Nebenwirkungen bei Überdosierung

Nimmt der Mensch über einen längeren Zeitraum zu viel Arsen zu sich, droht eine Arsenvergiftung, die sich vor allem mit Herz-Kreislauf-Erkrankungen äußert und nach neuesten Erkenntnissen auch zu Blasenkrebs führen kann.

Bei einer akuten Vergiftung kommt es bereits nach wenigen Stunden zu starken Schmerzen mit wässrigen Durchfällen, Erbrechen, Übelkeit und MagenDarmEntzündungen. Der Puls rast, das Blut dickt ein und die Fieren funktionieren nicht mehr. Es kommt zum Schock und innerhalb von nur wenigen Stunden bis einigen Tagen zum Tod durch akutes Nierenversagen oder Herz-Kreislauf-Versagen.

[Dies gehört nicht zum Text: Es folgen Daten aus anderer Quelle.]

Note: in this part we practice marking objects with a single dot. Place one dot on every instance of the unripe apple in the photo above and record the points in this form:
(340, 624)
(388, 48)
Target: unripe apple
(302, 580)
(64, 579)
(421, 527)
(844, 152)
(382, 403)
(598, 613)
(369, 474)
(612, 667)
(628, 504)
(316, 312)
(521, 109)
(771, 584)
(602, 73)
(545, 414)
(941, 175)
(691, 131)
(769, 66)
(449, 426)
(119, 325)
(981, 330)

Typische Symptome sind schwer zu definieren, aber eine starke Hornhautbildung an den Fußsohlen und den Hautflächen wurde beobachtet. Ebenso treten dunkelgraue Pigmentierungen der Haut und weiße Bändern auf den Fingernägeln auf.

Ferner gibt es Berichte von:

In schweren Vergiftungsfällen können sogar ganze Extremitäten absterben, was als „Black Foot Disease“ bezeichnet wird. Weiterhin können bösartige Tumore der Lunge, Leber, der Haut und der Harnblase entstehen.

Es sind drei gute Gegengifte bei einer Arsenvergiftung verfügbar, jedoch haben diese auch schwere Nebenwirkungen, so dass deren Einsatz häufig kontrovers diskutiert wird.